Bei Gesprächen mit US-Finanzminister Timothy Geithner am Donnerstag in Tokio zeigte sich die japanische Regierung jedoch zugleich besorgt, dass sich die US-Sanktionen gegen den Iran wegen des umstrittenen Atomprogramms negativ auf die japanische und die Weltwirtschaft auswirken könnten.

Der japanische Finanzminister Jun Azumi sagte, Japan plane, die Abhängigkeit von Öl aus dem Iran «so bald wie möglich» und in angemessenen Stufen zu reduzieren. Derzeit bezieht das rohstoffarme Land rund zehn Prozent seiner Ölimporte aus dem Iran.

Japan habe «volles Verständnis» für die Sanktionen der USA, wurde Azumi weiter zitiert. Zugleich wies er aber darauf hin, dass Tokio die Ölimporte aus dem Iran in den vergangenen fünf Jahren bereits um rund 40 Prozent gesenkt habe.
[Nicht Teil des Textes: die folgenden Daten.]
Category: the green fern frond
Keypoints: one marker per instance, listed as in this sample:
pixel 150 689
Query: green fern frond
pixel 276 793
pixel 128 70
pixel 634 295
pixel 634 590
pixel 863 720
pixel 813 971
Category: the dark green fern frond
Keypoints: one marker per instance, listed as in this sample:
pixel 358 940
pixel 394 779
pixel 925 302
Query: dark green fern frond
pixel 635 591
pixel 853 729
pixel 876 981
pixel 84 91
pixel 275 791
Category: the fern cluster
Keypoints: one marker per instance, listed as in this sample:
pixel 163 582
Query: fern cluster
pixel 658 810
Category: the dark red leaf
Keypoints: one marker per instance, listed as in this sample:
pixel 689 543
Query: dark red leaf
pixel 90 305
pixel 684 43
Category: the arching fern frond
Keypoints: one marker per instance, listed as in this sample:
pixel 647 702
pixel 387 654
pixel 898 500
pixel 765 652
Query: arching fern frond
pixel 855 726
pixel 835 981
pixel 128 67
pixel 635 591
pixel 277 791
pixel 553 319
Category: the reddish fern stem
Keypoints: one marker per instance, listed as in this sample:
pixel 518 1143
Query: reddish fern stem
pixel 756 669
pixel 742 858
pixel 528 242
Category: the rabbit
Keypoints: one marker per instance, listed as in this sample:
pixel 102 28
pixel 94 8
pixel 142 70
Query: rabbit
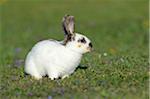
pixel 58 59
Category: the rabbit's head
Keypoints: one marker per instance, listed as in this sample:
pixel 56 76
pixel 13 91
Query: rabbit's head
pixel 75 41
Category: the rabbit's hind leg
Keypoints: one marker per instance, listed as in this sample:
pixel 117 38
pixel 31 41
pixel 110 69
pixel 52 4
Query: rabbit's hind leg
pixel 32 70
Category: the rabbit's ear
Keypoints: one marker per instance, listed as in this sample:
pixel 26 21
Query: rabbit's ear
pixel 68 26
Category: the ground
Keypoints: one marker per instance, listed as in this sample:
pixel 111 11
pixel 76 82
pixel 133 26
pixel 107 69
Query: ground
pixel 116 69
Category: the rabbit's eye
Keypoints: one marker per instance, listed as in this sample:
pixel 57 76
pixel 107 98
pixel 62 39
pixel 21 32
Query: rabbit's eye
pixel 82 40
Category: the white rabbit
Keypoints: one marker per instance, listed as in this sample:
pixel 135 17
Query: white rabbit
pixel 58 58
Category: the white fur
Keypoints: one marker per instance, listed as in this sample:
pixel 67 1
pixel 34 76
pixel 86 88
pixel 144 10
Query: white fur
pixel 51 58
pixel 57 59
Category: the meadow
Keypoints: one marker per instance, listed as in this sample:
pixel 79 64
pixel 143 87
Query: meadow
pixel 116 69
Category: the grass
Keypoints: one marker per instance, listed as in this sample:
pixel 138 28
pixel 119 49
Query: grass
pixel 116 69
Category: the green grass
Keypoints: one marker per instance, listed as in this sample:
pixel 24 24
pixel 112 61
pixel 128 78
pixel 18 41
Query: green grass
pixel 118 28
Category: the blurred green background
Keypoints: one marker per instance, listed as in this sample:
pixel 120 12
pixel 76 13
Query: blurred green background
pixel 116 69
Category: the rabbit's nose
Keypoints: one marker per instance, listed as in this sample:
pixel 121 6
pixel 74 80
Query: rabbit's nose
pixel 90 44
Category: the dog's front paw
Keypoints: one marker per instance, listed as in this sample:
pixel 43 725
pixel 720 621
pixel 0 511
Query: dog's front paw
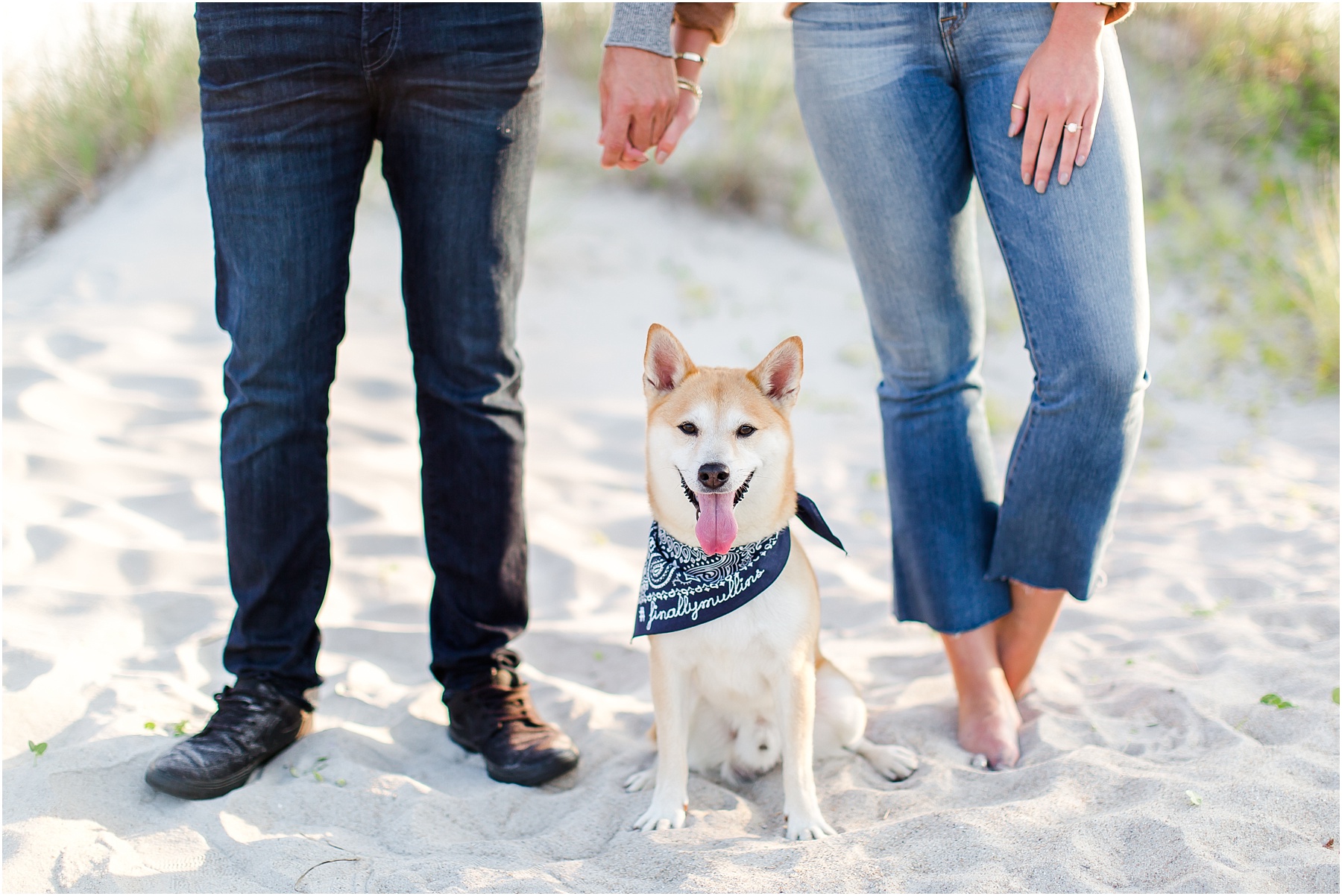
pixel 662 817
pixel 892 761
pixel 808 827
Offensichtlich ist Japan besorgt, dass eine weitere Reduzierung der Ölimporte die Lage der eigenen Strombetreiber verschlechtern könnte. Diese sind derzeit verstärkt auf Öl zur Stromgewinnung angewiesen, da wegen Wartungsarbeiten nur noch sechs der 54 Atommeiler Strom erzeugen. Angesichts der Sorge um die Sicherheit der Atomkraft nach der Reaktorkatastrophe in Fukushima ist nicht absehbar, wann die Meiler wieder angefahren werden.

Die USA wollen Finanzinstitutionen anderer Länder vom US-Markt ausschließen, sollten diese Geschäfte mit der iranischen Zentralbank betreiben. Laut japanischen Medienberichten hofft Tokio, dass Washington bei japanischen Banken eine Ausnahme macht, wenn die Ölimporte aus dem Iran signifikant reduziert werden.

Die japanische Regierung hat unter anderem bereits die Finanzmittel iranischer Banken, die mit Irans Atomprogramm zu tun haben, eingefroren. Eine ähnliche Sanktion gegen Irans Zentralbank würde Japans Industrie daran hindern, die Ölimportgeschäfte durch Banken abzuwickeln. Dadurch käme der Handel zum Erliegen.

Japans Regierungschef Yoshihiko Noda sagte, er befürchte «ernste Auswirkungen» auf die Wirtschaft Japans sowie der Weltwirtschaft durch die US-Sanktionen. Zuvor hatte US-Finanzminister Geithner auch in Peking Gespräche geführt, um den Druck auf den Iran zu verstärken. China, das ebenfalls einen Großteil seines Öls aus dem Iran bezieht, lehnt jedoch einen Boykott iranischer Öllieferungen ab.